Now, with Blink Personal, eEye is offering computer users all the capabilities that it provided with Blink Professional, for free. The catch: Blink Personal users must agree to submit network attack data collected by Blink to eEye, which compiles that information into a database that eEye uses to write signatures, which are then fed back into Blink and other eEye products.
If users don't want to participate in eEye's data collection activities, they can pay $29 for Blink Professional. But eEye is betting that customers will agree to participate in the "Neighborhood Watch" program if it helps protect their system.
But eEye isn't counting on Blink Personal's low cost or free offer to move product. The company says its security software is superior to competing products, for several reasons.
One of the big selling points of Blink is the size of the application itself. "The idea behind Blink is it all runs in one system process," says Ross Brown, CEO of eEye.
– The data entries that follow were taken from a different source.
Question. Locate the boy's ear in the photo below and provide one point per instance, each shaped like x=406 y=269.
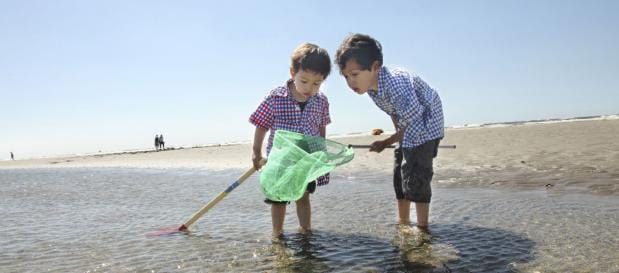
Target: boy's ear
x=375 y=65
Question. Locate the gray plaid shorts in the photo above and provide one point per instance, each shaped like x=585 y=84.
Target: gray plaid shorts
x=413 y=171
Compared to other security products that require 50 MB or more of memory to run, users will barely notice that Blink is even running, he says.
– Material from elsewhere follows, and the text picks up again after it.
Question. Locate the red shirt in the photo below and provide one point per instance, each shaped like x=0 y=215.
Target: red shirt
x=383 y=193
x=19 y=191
Brown also touts Blink's protocol-based IPS as providing a competitive edge over other security tools. "The way Blink works is we actually integrate not between the operating system and the kernel, but at the network driver and transport driver interface," he says. "Everything that crosses the wire [is compared] against a database of attacks. We've been able to stop every zero-day that's come out the last two years before it gets to OS execution."
In one exercise at the Fed Reserve pitting two teams of security professionals against each other, Blink's stealthy nature thwarted the team pretending to be hackers, Brown says. "They said, 'We never got a response from the client from the attacks,'" Brown said. "'There was no sound coming back.' We try to make the IPS engine as non verbose as possible."
Blink Personal is available now. The software can be downloaded for free at www.eeye.com/blinkfree.